WW II initiated the Military-Industrial Complex, Sam, beyond that it was just a case of industrialists realizing how much money could be made from keeping us afraid, Ike had nothing to do with that. Further, Ike made it plain to any who would listen, that he didn't want Tricky Dick as his running mate second term, but his wishes were overruled by the Party, because they felt Nixon had a shot at the Presidency after Ike's final term - we showed them they were wrong.

There was a valid reason for the Red Scare - first, Roosevelt and Churchill agreed to throw Russia under the bus during WW II and let them attack Germany first, thus sacrificing Russian lives to save English and American ones, so Russia had a legitimate axe to grind. Further, China entered into an expansion policy that involved, rather than an actual invasion of other Asian countries, which would have been resisted, a carrot & stick policy that told those undeveloped countries that if they accept the tenents of Communisim, China would provide them with economic aid to make the transition, thus making them Chinese satellites, dependent upon China.

Place the blame for the Witch Hunts squarely where it belongs, Joseph McCarthy, who was trying to make a name for himself, at the expense of others, and from Salem, in the 1600's, we know how contagious that kind of hysteria can become - if you're not with us, you must be one too --

As for Cuba, that was a State Department screw-up of epic proportions, that we've had to live with for the past 50 years - when Castro overthrew the Batista regime, the first place he looked, for legitimacy, was the US - but our rich had vacation homes down there, "Batista may be a son of a bitch," it was said, "but he's OUR son of a bitch!" We refused to recognize the legitimacy of the Castro regime, so he found someone who would.
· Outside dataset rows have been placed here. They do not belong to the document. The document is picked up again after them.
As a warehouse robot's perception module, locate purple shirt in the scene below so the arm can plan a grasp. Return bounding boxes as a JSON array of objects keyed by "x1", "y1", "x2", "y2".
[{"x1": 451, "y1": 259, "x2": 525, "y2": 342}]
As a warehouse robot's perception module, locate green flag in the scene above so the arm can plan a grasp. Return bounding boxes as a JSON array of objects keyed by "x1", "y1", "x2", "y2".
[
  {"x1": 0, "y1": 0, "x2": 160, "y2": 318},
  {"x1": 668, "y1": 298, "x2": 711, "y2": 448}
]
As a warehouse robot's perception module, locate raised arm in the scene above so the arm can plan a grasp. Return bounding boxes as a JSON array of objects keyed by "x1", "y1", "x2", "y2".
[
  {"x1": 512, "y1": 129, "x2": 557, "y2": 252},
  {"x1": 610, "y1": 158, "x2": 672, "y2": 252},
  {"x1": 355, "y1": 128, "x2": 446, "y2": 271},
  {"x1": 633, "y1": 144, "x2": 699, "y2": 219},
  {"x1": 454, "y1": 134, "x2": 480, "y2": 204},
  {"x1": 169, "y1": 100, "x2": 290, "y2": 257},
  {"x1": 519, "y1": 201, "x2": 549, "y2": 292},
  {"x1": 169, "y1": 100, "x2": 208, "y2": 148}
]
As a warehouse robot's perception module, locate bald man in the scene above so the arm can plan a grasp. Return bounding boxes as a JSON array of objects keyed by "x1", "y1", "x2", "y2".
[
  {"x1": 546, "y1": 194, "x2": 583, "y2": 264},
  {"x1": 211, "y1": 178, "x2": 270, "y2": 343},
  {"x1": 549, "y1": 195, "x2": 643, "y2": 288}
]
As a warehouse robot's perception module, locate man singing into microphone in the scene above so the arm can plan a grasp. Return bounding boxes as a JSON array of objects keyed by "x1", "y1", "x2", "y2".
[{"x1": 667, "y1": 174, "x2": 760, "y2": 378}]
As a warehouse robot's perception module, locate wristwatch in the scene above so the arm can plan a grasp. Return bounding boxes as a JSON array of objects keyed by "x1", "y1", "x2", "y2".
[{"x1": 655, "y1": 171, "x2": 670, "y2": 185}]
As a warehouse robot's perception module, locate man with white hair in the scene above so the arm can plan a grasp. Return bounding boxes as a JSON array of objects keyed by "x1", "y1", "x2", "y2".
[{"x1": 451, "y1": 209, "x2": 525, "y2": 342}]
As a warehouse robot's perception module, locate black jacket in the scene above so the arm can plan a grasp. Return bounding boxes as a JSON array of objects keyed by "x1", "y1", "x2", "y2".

@Sammi - Did you know that Ike changed national etiquette?

Us down-home folks just pick up a piece of chicken (yes, I get the canablistic irony, but meat's meat) and chow down, but in Ike's time, when in public, one ate chicken by first cutting bites with a knife and fork. As President, unpretentious Ike just picked up his and ate it, and from then on, since the President did it, it was acceptable everywhere.

Just in case you ever need to win a bar bet --

Say, you don't do that famous trick with the ping pong balls...

I'll let someone else handle the bone reference.

We ARE talking about a chicken bone, right?

I'm beginning to suspect you redefine that word --

Your second and fourth paragraphs are very fanciful revisions of history, right out of seventies USSR textbooks.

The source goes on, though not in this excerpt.